The seven-year effort to repeal Obamacare has become Republican orthodoxy. Only Sens. Susan Collins of Maine and Lisa Murkowski of Alaska, states where expanded Medicaid has made life better for thousands of constituents, voted against opening debate on a bill that doesn’t yet exist.
The senators who voted “yes” put their boots on the backs of the people in line at the county fairground in Wise. A lack of health care is one of the things keeping them down and out.
Repealing the Affordable Care Act or damaging it more than the constant uncertainty that’s driven insurers out of the market means the people in Wise will have to line up in the sun again next year. They will not get the preventive care that allows them to keep their teeth, see the world clearly, or manage diabetes and other chronic conditions.
“We’re sicker here than in Central America,” a RAM doctor told a New York Times reporter. “In central America they’re eating beans and rice and walking everywhere. They’re not drinking Mountain Dew and eating candy. They’re not having an epidemic of obesity, diabetes and lung cancer.”
RAM, which was founded in 1985 by Stan Brock, a British adventurer and philanthropist, holds clinics all over the world, as well as across America. The ones in the United States are mostly in the South and West, but the need for care is so great the group has begun holding clinics in places like Los Angeles.

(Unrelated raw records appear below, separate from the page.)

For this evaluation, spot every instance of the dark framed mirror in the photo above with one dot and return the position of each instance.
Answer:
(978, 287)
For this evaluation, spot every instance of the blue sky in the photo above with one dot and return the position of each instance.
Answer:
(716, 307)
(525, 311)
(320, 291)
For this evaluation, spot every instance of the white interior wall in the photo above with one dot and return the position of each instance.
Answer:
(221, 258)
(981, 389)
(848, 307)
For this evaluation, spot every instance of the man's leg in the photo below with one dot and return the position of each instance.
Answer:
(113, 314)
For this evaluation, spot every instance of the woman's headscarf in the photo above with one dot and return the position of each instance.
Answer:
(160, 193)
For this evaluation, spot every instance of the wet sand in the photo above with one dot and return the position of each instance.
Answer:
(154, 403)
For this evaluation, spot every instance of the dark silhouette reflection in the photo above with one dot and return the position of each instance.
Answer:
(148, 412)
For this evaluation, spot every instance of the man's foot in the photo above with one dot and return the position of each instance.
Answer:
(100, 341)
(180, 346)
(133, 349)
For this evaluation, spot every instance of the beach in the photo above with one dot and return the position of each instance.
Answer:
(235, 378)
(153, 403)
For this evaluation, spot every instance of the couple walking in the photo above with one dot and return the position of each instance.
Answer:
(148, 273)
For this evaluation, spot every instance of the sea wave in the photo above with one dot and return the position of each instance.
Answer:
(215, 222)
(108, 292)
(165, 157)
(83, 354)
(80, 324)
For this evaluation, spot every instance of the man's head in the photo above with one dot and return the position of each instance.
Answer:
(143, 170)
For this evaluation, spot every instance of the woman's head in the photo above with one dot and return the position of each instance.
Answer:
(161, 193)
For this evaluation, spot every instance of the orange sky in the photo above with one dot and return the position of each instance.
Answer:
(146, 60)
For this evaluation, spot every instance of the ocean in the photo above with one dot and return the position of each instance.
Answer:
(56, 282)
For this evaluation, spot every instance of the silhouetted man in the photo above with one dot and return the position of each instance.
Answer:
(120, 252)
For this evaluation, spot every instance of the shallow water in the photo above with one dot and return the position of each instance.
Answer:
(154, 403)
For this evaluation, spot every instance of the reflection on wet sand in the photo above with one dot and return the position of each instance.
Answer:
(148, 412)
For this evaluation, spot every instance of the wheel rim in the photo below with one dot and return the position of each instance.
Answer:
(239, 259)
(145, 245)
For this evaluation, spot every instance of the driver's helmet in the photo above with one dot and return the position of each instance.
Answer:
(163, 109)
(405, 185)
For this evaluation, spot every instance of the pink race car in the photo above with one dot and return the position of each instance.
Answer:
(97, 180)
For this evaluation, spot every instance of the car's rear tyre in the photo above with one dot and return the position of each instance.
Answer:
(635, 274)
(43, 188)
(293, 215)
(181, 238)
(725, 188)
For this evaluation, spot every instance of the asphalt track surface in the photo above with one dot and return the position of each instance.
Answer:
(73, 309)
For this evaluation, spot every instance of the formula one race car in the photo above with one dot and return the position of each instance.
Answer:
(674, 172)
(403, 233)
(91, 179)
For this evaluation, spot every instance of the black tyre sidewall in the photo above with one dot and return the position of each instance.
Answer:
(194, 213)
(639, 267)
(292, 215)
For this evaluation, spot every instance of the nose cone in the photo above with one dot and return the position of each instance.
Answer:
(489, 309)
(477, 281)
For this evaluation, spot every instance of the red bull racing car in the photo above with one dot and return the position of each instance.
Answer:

“Mr. Trump really needed to be here,” Brock told a Roanoke Times reporter covering the clinic. “There’s been absolutely no change in the number of people who come to these events since the day that I started it in the United States.”
The president, and members of Congress from both parties, if they have the nerve, can see the suffering inflicted on people by a nation that’s failed to make health care universal. RAM will hold a clinic in Washington, D.C., on Aug. 26
and 27.
Members should visit, and then those with no hearts can get back to the business of repealing the Affordable Care Act.